Unmet demand for technology-enabled information is particularly high among younger generations. The majority of Generation Z workers (those born after 1994) said they would use tools such as automated pensions advice apps (60%) and online pensions portals linked to their bank accounts (62%).
However, 30% of employers admit to not providing even basic online access for pension holders, according to the PwC's report The virtuous circle: value for all from pensions technology.
Thirty-nine per cent of employees said they do not have access to tools that provide online information about their workplace pension, a figure that corresponds with the 38% who say they have never viewed their pension online. Of those that do, only 19% say they look at their pension online at least once a month, compared with 88% who check their bank account at least this regularly.
The study found that eight out of 10 (84%) employers see pensions technology as a key area for investment, but fewer than half (39%) are aware of new tools. Just over a third (31%) of employers are using email to communicate with pension scheme members, while more than three-quarters (76%) rely on traditional mailouts.
Steve Blackmore, a pensions partner and lead of the Midlands pension practice at PwC, said that employers must do more to understand the different needs among their workforces.
“Nine out of 10 employers rely on a one-size-fits-all approach to communicating with pension scheme members even though different generations clearly want to engage with their pension information in different ways," he said.
"Younger generations are used to and expect a digital approach when it comes to engaging with their finances, but when it comes to pensions many employers are lagging behind."

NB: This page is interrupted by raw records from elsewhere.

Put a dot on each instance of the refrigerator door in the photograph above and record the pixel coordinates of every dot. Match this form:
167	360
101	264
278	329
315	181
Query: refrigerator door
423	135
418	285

He added: “Some organisations need to do more to understand the different requirements of each generation of their workforce, as younger employees see technology as a key enabler to more effective pension planning. New and younger recruits are only going to drive an even greater demand for this technology – generalised communications are not going to boost engagement.”
Pensions technology also presents benefits for scheme sponsors and trustees in terms of savings, access to de-risking analysis, enhanced cyber security and improved standards of governance, the report claimed. However, fewer than half (39%) of the leaders surveyed said they are aware of tools such as member outcome analysis.
Jeremy May, UK head of pensions at PwC, said that while technology had been embraced in other areas of work, pensions have largely been ignored.
“Electronic communication has become the norm in almost every other aspect of employee engagement, banking and retail, yet around seven in every 10 workers do not receive emailed updates about their pensions," he said.
“Employers recognise that better engagement is needed and embracing new technology and alternative forms of communication should now be viewed as a priority. Organisations are becoming increasingly aware of what is possible but many are still slipping further behind the curve.”
Martin Harris, head of advice at Wealth Wizards, added that the opportunity to capture younger employees' imaginations around pensions was an important one, given concerns over rates of saving among this group.
“The vast majority of employees are not putting enough into their pensions," he said. "The young are probably the least engaged as they see it as something a long way off, and are confused by the dry technical material often made available. But they have the most to gain if they get motivated to save more."
He added that it's not just younger employees who're interested in pensions technology: "It's not just the young that want this digitally. My mother-in-law is in her 70s and is never without her iPad,” he pointed out.
PwC surveyed more than 2,000 employees and nearly 100 senior business leaders for the report The virtuous circle: value for all from pensions technology.